San Francisco of the 70s was also, of course, the Mecca to which gays and lesbians, bi- and transsexuals, just about anyone whose sexuality was not welcome in flyover country, flocked. Wakefield Poole is credited with making the first modern gay hardcore adult film, Boys in the Sand, filmed on Fire Island and released in New York in December 1971. But for Poole, San Francisco was home and, besides other features, he shot a documentary on the Gay Pride Parade in 1974 before abandoning film in the late 80s. It's not an unhappy ending, though. He's an admired chef and wrote his autobiography in 2000, Dirty Poole: The Autobiography of a Gay Porn Pioneer.
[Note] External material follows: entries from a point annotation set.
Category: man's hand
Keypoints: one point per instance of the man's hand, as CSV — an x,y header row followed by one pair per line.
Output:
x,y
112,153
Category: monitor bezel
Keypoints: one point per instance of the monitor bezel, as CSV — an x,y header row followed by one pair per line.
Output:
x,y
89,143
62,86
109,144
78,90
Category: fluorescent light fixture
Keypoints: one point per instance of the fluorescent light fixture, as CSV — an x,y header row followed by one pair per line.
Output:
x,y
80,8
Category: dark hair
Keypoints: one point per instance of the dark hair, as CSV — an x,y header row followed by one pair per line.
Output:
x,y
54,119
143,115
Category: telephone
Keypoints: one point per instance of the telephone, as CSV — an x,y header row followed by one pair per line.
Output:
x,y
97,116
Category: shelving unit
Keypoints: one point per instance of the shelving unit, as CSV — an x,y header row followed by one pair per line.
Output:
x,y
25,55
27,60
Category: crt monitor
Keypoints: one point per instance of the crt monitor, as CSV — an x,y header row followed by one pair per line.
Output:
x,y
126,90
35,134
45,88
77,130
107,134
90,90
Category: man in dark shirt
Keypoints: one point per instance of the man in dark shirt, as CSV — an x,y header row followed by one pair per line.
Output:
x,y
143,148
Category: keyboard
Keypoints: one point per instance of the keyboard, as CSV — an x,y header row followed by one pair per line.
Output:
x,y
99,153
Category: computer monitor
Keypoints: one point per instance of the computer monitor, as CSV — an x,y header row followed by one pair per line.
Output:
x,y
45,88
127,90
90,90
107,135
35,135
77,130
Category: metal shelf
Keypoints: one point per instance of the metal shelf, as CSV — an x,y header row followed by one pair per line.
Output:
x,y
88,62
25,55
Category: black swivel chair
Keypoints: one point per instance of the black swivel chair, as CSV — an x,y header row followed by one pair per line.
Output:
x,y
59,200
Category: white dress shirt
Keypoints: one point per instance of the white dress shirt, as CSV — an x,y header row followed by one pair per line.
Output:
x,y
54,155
In 2002, New York's Anthology Film Archives presented a retrospective of his early films.

But back to the 70s, specifically, to 1972, the year the dam broke. Director Gerard Damiano unleashed the Deep Throat juggernaut in June of that year at the New World Theater on 49th Street in New York City. Turan and Zito report that among those who took in its first run were Frank Sinatra, Spiro Agnew, Warren Beatty, Truman Capote, and of course, Bob Woodward. For the New York Times film critic at the time, Vincent Canby, it was simply a matter of sheer luck, a confluence of social forces: "I'm sure if Deep Throat hadn't caught the public's fancy at this point in history, some other porno film, no better and maybe no worse, would have."
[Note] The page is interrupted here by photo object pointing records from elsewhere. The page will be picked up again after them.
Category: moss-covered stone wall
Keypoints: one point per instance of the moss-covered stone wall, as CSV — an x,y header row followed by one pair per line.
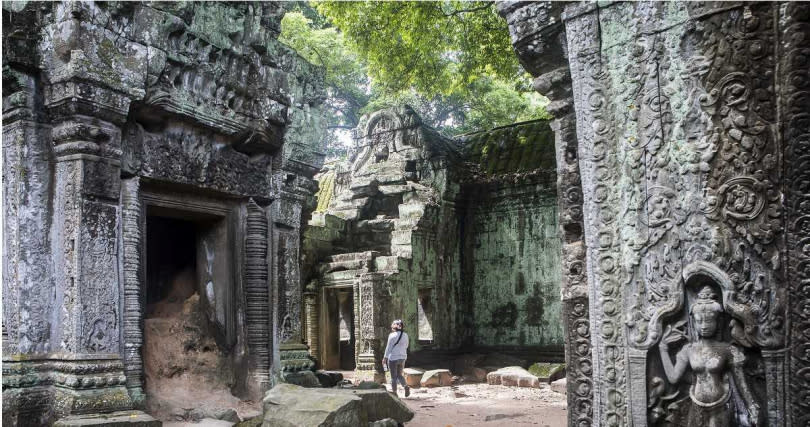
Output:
x,y
514,271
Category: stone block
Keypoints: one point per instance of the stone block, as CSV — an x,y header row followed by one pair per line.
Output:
x,y
113,419
548,372
476,375
437,378
379,404
329,378
559,386
413,376
513,376
288,405
302,378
But Damiano was the lucky one, ushering in an age of what that same paper called "porno chic." Deep Throat was the talk of late night TV, "the one XXX film to attend to see what all the fuss was about," writes Merritt, "grossing tens of millions of dollars (totals vary greatly)." It also made a celebrity out of Linda Lovelace, a controversial figure who later claimed that she performed in all her porn films - and there were many, shorts and features alike - at gunpoint. In the 80s and early 90s, Lovelace became a mascot for feminist critics of the porn industry such as Andrea Dworkin and Catherine MacKinnon who claimed that porn incites men to act violently towards women. Dworkin and MacKinnon sparked a debate that split feminism down the middle. Katie Roiphe, for example, countered, "Precisely the danger in this kind of feminism is that it creates a dwindling space for men. It makes men into objectifiers - sleazy, brutish creatures only interested in sex."
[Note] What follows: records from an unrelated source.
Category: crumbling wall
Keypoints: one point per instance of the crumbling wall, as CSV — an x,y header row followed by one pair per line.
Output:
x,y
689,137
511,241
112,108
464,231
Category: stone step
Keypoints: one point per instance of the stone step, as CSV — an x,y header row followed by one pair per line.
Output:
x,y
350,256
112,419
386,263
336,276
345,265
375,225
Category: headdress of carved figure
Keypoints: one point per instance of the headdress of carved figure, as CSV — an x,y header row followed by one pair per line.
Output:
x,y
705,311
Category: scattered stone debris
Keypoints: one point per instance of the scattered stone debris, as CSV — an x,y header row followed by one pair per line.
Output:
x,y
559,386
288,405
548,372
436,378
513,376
And Deep Throat itself, as a film? Well, the story is based on a rather unusual premise. A woman, Lovelace, pays her doctor a visit, complaining that she's never experienced an orgasm. Dr. Young (Harry Reems) discovers the cause: Her clitoris is in her throat. Despite the humor, a welcome innovation in the genre, most argue that Damiano's other porn blockbuster of the same year, The Devil in Miss Jones, is the better film. [For more on Deep Throat see the documentary film Inside Deep Throat.]

One other landmark of the "Golden Age" should be mentioned, Radley Metzger's The Opening of Misty Beethoven (1975), widely regarded as one of the best of the era and winner of the first annual Erotic Film Festival Award. Of course, it also marked a move for Metzger's out of the realm of softcore; he filmed it under the name Henry Paris.

That was then, this is now

Anyone who's seen Paul Thomas Anderson's Boogie Nights can tell you what put an end to the "Golden Age": Video. The advent of home video, on the one hand, which had a radical effect on the entire industry, not just porn, and on the other, the use of video in production. Suddenly, porn could be made quite cheaply, which was bad news for directors used to generous budgets and a non-assembly line approach, and it could be viewed in the privacy of one's own home, which was certainly bad news for theaters like the O'Farrell and countless others coast to coast.